Axmed: Ja, und das war auch Teil des Aufkommens von Eurodisco und von dem, was auch ‚post disco‘ genannt wurde und aus dem Bands wie Boney M entstanden sind, auch ein Projekt eines weißen Produzenten mit lauter Schwarzen Bandmitgliedern. Das ist eine ganz andere Diskussion, aber es lohnt sich, darauf hinzuweisen, wie ersetzbar viele der Bandmitglieder waren. Aber grundsätzlich gab da eine weiße Person den Ton an.

Mathys: Lange Zeit war Rap, vor allem Gangsta Rap, Musik, die nur von Schwarzen Künstler:innen gemacht werden konnte, dann wurde er mit dem Bekanntwerden von weißen Rappern wie zum Beispiel Eminem an ein größeres (vorwiegend weißes) Publikum vermarktet und nun ist das Genre teilweise entkoppelt von dem sozio-ethnischen Hintergrund, in dem es seinen Ursprung hatte. Ich habe das Gefühl, in der Tanzmusik haben wir einen Punkt erreicht, an dem sie so ge-whitewashed ist, dass es für weiße Künstler:innen ohnehin nicht mehr nötig sein sollte, eine Schwarze Identität anzunehmen. Ich empfinde es also so, dass es nicht mehr nur um Marketing und Glaubhaftigkeit geht, sondern auch darum, ein Statement zu machen.

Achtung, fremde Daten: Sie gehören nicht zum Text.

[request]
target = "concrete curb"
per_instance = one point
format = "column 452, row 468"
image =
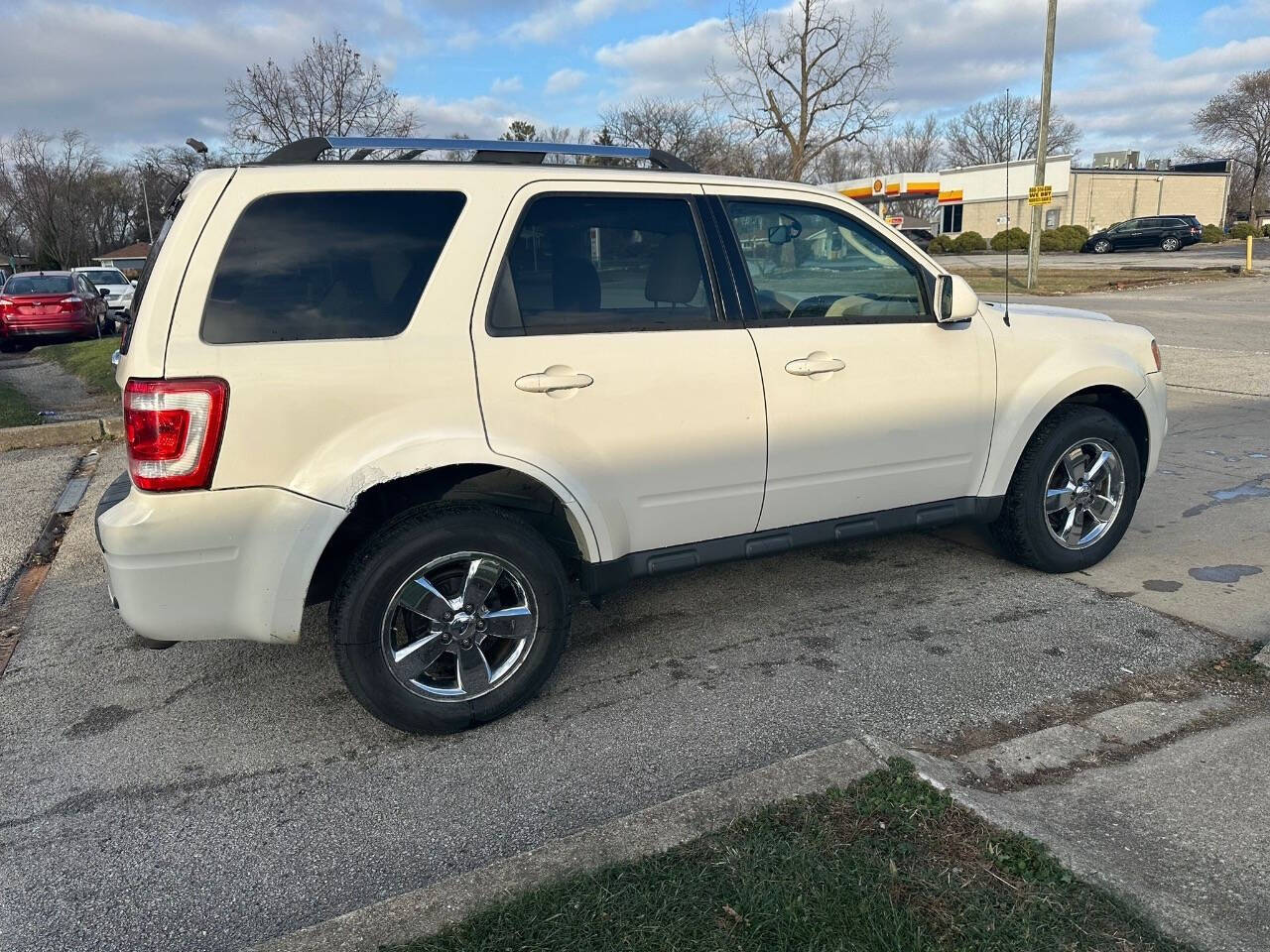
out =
column 651, row 830
column 56, row 434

Axmed: Interessant, dass du das sagst, denn die Frage ist, was dieses Statement eigentlich genau ist? Ich glaube ehrlich, dass du manchen dieser Künstler:innen zu viel zugestehst, wenn du denkst, dass sie lange darüber nachdenken, Schwarze Identitäten zu benutzen. Ich würde eher argumentieren, dass weiße Künstler:innen die Welt als ihr Spielfeld begreifen und ihnen die Konsequenzen und Auswirkungen ihrer Entscheidungen auf Schwarze und farbige Künstler:innen und Partygänger:innen egal sind. Wenn man es herunterbricht, geht es darum, dass die Szene sich kein bisschen um Schwarze Menschen kümmert, was natürlich ein Produkt der Gesellschaft ist, in der wir leben.Zusätzlich dazu gibt es immer noch Möglichkeiten, das Annehmen einer Schwarzen Identität als Verkaufspunkt zu nutzen. Ein gutes Beispiel dafür in den Niederlanden ist Beesmunt Soundsystem, die den Namen Tanzania Soundsystem für eine ihrer Veröffentlichungen genutzt haben, zusammen mit Swahili Wörtern und Sätzen für die Tracktitel:

Msichana = Mädchen
Mdomo= Mund oder Lippen
Ngono Kijiji = Sex auf dem Dorf
Upotofu = Unmoralisch oder beschämend

Einer der Tracks beinhaltet Massai Gesang und die anderen sind ‚Remixes‘ von Klassikern tansanischer Rumba Bands wie zum Beispiel der Juwata Jazz Band, deren Mitglieder noch leben soweit ich weiß. Wurden die bezahlt? In der Pressemitteilung verweist das Highlife label nicht auf Beesmunt Soundsystem, sondern auf ‚the mysterious Tanzania Sound System‘. Auf dem Coverbild sind zwei nicht identifizierbare Figuren in traditioneller Kleidung und die tansanische Flagge. Das hängt auch stark zusammen mit der ‚Digger-Szene‘, in der meist weiße Djs und Labelbesitzer die ersten sein wollen, die Musik aus ‚weit entfernten Ländern‘ ‚entdecken‘ wollen, wobei sie Leuten ihre Kultur wegnehmen, ohne die Bedeutung hinter der Musik zu verstehen, um sie dann an ein größtenteils weißes Publikum zu vermarkten. Und natürlich davon profitieren. Wir haben zum Beispiel auch über Awesome Tapes From Africa gesprochen.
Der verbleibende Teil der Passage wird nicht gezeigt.